Les prix en sont excessivement variables. Ils dépendent sur tout du plus ou moins grand éloignement des centres de production et de la plus ou moins grande abondance des arrivages. Dans certains villages du Bambouck, nous les avons vu vendre dix centimes l’un ; à Bakel, à Kayes et à Médine, ils sont un peu moins chers, et à Bammako, il nous est arrivé de les payer en moyenne quinze à vingt centimes la pièce. Il faut dire aussi que, là, ils sont beaucoup plus volumineux que dans les régions situées plus à l’Ouest. En général, le kola blanc est bien plus estimé que le kola rouge. Aussi se vend-il un peu plus cher partout ; mais, en général, les deux espèces sont mélangées à peu près en parties égales dans les achats.

Nous ne saurions évaluer en argent l’importance de ce commerce, mais nous pouvons affirmer qu’il est très considérable et doit donner lieu à un chiffre important d’affaires.
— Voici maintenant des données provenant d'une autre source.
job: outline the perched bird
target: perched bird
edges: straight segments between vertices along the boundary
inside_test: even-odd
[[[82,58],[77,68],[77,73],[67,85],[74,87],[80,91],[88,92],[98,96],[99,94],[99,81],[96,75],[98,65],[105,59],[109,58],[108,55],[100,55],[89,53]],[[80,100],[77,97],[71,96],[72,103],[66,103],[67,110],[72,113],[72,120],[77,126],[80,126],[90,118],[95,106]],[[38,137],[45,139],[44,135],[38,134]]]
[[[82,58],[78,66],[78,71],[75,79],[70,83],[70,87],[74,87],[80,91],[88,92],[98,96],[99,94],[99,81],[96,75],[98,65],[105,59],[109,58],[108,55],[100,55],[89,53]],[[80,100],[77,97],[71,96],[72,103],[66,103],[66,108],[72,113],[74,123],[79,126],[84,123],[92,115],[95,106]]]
_Rôle que joue le kola dans la vie des indigènes au Soudan._ — Le kola joue un rôle important au Soudan français dans la vie des indigènes. Il suffit, pour s’en convaincre, de lire les relations de voyages faits dans ce pays par les différents explorateurs qui l’ont visité. Il a fallu que les indigènes lui trouvent des propriétés bien salutaires pour qu’ils l’aient en si haute estime. Dans presque toutes les circonstances de leur vie sociale on les voit utiliser cette graine. Ainsi, chez les Bambaras et les Malinkés, s’agit-il d’un serment, c’est sur le kola qu’ils jurent. Voici comment on procède à cette cérémonie. Une contestation s’élève-t-elle entre deux noirs, un homme en accuse-t-il un autre, les anciens et les notables devant lesquels est portée l’affaire font comparaître l’accusé. S’il nie ce qu’on lui reproche, on lui fait prêter serment sur le kola. Pour cela, le forgeron principal (il ne faut pas oublier que les forgerons sont les prêtres dans les pays Malinkés, Mandingues et Bambaras), prend un kola bien sain. Il fait placer devant lui celui qui va jurer. Il allume alors un petit feu de paille et y passe le kola, sans doute pour le purifier, puis le prenant de la main gauche, il le pique en maints endroits avec la pointe de son couteau en prononçant la formule du serment. Ces piqûres sont faites pour bien montrer que le kola est sain.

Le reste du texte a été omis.